Which brings us to Lakeshore East . . .

Lakeshore East, the massive 26-acre site east of Columbus between Wacker and Randolph, is being developed by none other than Magellan, in partnership with James Loewenberg's real estate company, Near North Properties. The $2.5 billion project, which could include as many as 17 new mid-rise and high-rise buildings as well as a park, town homes, and an elementary school, will be one of the largest ever to be managed by a single company in Chicago's history.
In Lakeshore East, Magellan is creating a new neighborhood from scratch. They could give us another sterile set of boxes like Illinois Center, which would be disappointing. They could give us an entire district of the types of towers they've been building, which would be tragic. Or they could stop phoning it in and step up to their responsibility as caretakers of Chicago's architectural heritage.

It's in Magellan's interest--and Chicago's--not to blow it. The condo boom of the last few years, with building after building selling out before a shovel of earth had been turned, is history. As early as July of last year, reports showed at least 5,000 unsold condo units in the city center, and there's nothing to indicate things will get better anytime soon. What's it going to take, then, to move the 5,000-some units Magellan envisions for Lakeshore East?

Now is the time for a first-principles rethinking of what a mixed-use development of this order should be. The initial signs are encouraging. Magellan brought in Skidmore Owings & Merrill to revamp the overall site plan, which wound up winning an award from the American Institute of Architects. Now they've released a rendering of the site's first building, the Lancaster, whose design could presage a break from the developer's usual bargain-bin approach. There's a generous use of glass and a more varied facade, and a steel trellis caps the roof. It's definitely not an embarrassment--but why not aim higher? Why not, within a set of design guidelines for the site as a whole, go after the city's best talent for future buildings--Tigerman or Jahn, Lagrange or Johnson, Bistry or Woodhouse? How about Carol Ross Barney--and not just for the school, where the city of Chicago will make the call? How about tapping a great architect who's never built in Chicago? Or holding an international competition for a key building? If it's handled right, the project could become the charge that restarts Chicago's architectural heartbeat.

But when we aren't the ones approving the zoning, or providing the financing, or snapping up ugly condominiums as if they were gold coins lying in the street--how can we do anything about it?

When Montgomery Ward spent his social standing dry to save the lakefront for public use, he held no elected office. When Herbert Greenwald hired Mies to design 860-800 Lake Shore Drive, it wasn't on a mandate from a public commission.
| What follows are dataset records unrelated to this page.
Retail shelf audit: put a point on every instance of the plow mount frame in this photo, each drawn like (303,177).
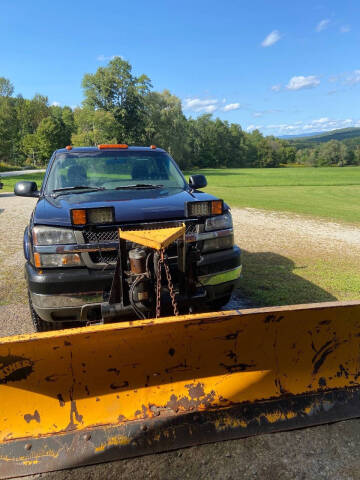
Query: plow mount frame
(302,369)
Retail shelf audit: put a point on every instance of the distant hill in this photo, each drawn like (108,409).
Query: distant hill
(309,140)
(301,135)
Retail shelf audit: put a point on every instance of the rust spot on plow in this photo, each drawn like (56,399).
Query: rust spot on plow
(321,355)
(123,385)
(273,318)
(28,417)
(196,398)
(74,414)
(238,367)
(115,370)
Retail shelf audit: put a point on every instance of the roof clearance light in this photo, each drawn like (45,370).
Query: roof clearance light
(78,217)
(105,146)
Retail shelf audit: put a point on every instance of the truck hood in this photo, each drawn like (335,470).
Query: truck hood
(129,205)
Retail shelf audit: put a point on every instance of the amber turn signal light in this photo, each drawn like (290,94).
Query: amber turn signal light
(78,217)
(37,260)
(217,207)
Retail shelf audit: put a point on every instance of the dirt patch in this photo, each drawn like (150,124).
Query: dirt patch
(14,217)
(258,230)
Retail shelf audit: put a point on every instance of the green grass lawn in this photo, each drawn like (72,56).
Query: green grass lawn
(331,193)
(9,182)
(281,277)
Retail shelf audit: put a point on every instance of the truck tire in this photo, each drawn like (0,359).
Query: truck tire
(39,324)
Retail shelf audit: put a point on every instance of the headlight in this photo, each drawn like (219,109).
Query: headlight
(220,243)
(52,236)
(219,222)
(51,260)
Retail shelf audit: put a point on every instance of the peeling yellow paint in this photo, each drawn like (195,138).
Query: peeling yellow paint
(112,442)
(105,375)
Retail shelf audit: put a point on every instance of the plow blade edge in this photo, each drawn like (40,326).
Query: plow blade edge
(89,395)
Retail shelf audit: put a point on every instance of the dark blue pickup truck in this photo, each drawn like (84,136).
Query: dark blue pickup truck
(72,247)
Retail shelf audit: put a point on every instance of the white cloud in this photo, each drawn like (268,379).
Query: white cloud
(231,106)
(321,120)
(345,29)
(198,105)
(264,112)
(300,82)
(106,58)
(322,25)
(322,124)
(353,78)
(251,128)
(271,39)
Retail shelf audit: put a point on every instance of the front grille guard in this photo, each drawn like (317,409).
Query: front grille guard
(101,235)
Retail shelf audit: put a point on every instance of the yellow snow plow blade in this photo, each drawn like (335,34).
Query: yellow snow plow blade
(94,394)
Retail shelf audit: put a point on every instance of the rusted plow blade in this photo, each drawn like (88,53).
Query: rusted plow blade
(95,394)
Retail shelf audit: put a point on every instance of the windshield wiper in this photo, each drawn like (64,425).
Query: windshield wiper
(138,186)
(66,190)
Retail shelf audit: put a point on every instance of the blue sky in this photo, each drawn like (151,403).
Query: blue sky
(283,67)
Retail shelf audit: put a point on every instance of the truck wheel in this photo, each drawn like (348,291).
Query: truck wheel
(39,324)
(220,302)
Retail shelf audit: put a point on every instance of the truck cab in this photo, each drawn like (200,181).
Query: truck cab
(71,244)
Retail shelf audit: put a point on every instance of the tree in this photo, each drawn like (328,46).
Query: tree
(165,125)
(116,90)
(6,87)
(93,127)
(50,135)
(30,147)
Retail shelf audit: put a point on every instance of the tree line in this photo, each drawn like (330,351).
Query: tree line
(120,107)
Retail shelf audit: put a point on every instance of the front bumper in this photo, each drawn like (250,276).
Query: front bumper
(72,294)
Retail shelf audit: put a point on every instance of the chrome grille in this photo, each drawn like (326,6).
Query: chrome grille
(110,234)
(96,236)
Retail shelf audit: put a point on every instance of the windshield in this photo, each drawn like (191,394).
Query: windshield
(113,169)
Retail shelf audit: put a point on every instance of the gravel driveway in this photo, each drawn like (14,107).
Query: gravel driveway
(325,452)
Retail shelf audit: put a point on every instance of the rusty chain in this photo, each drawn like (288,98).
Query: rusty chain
(163,261)
(158,288)
(171,287)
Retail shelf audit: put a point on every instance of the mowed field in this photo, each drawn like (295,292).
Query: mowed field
(331,193)
(298,229)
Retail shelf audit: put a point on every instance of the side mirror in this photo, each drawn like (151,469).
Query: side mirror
(26,189)
(197,181)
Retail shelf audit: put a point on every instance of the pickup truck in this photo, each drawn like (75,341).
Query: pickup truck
(71,244)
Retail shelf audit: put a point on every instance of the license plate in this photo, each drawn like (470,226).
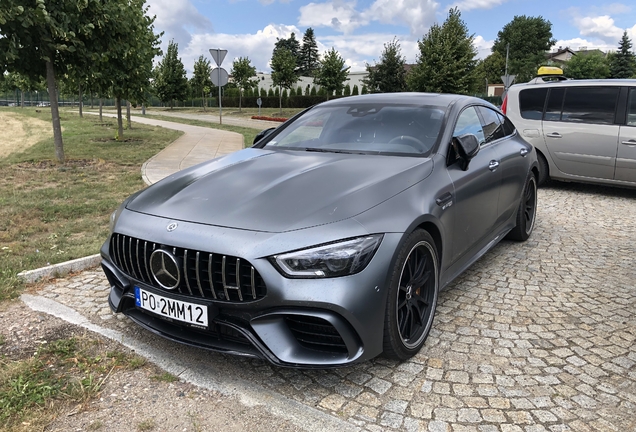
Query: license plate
(190,313)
When Cindy Pritzker brought Frank Gehry to Millennium Park, it wasn't because she was getting a tax break. The only requirement is to care. Act as befits your position; speak out as befits your ability.

This past summer the New York Times and its architectural critic, Herbert Muschamp, unveiled a set of dazzling proposals for the redevelopment of the World Trade Center site and its environs. The cream of New York architects--Richard Meier, Peter Eisenman, Charles Gwathmey and others--came together to counter the business-as-usual approach of the government agency charged with rebuilding Ground Zero, expanding their group to include the likes of Koolhaas and Vinoly and Vietnam Memorial architect Maya Lin. The results of their collective labor can be found on the Web at www.nytimes.com/2002/09/08/magazine/08REBUILD.html.

The drawings and models represent a mind-boggling convergence of the best of current architectural thought. You may respond strongly, and not always approvingly, but you will be engaged.

No city department, no developer, asked these architects for their input. In New York, as in Chicago, the standard MO for new buildings is to proffer mediocrity and control the opposition. For the moment, however, September 11 seems to have awakened New Yorkers' deepest feelings about their city in a way that has made this approach unacceptable.

Within a month the Lower Manhattan Development Corporation had dumped its original uninspired proposals and designated seven design teams, including many of the same architects who had worked on the New York Times project, to come up with seven new real plans. The possibilities, presented in December, are now up at www.renewnyc.org/plan_des_dev/wtc_site/new_design_plans.
Great buildings are monuments--repositories of memory--to the era in which they rise. Our skyline is a library of the stories we tell about ourselves--what we believe, what we would like others to believe about us, what we aspire to, and ultimately, despite our best efforts to evade and conceal, what we are. The story of far too many of Chicago's new buildings is one of exhaustion, of routine without spirit. We have to live with it, but to accept its influence over future building is to concede the death of Chicago architecture. New Yorkers chose to fight the slow smothering of their city's soul. If we love Chicago, can we do any less?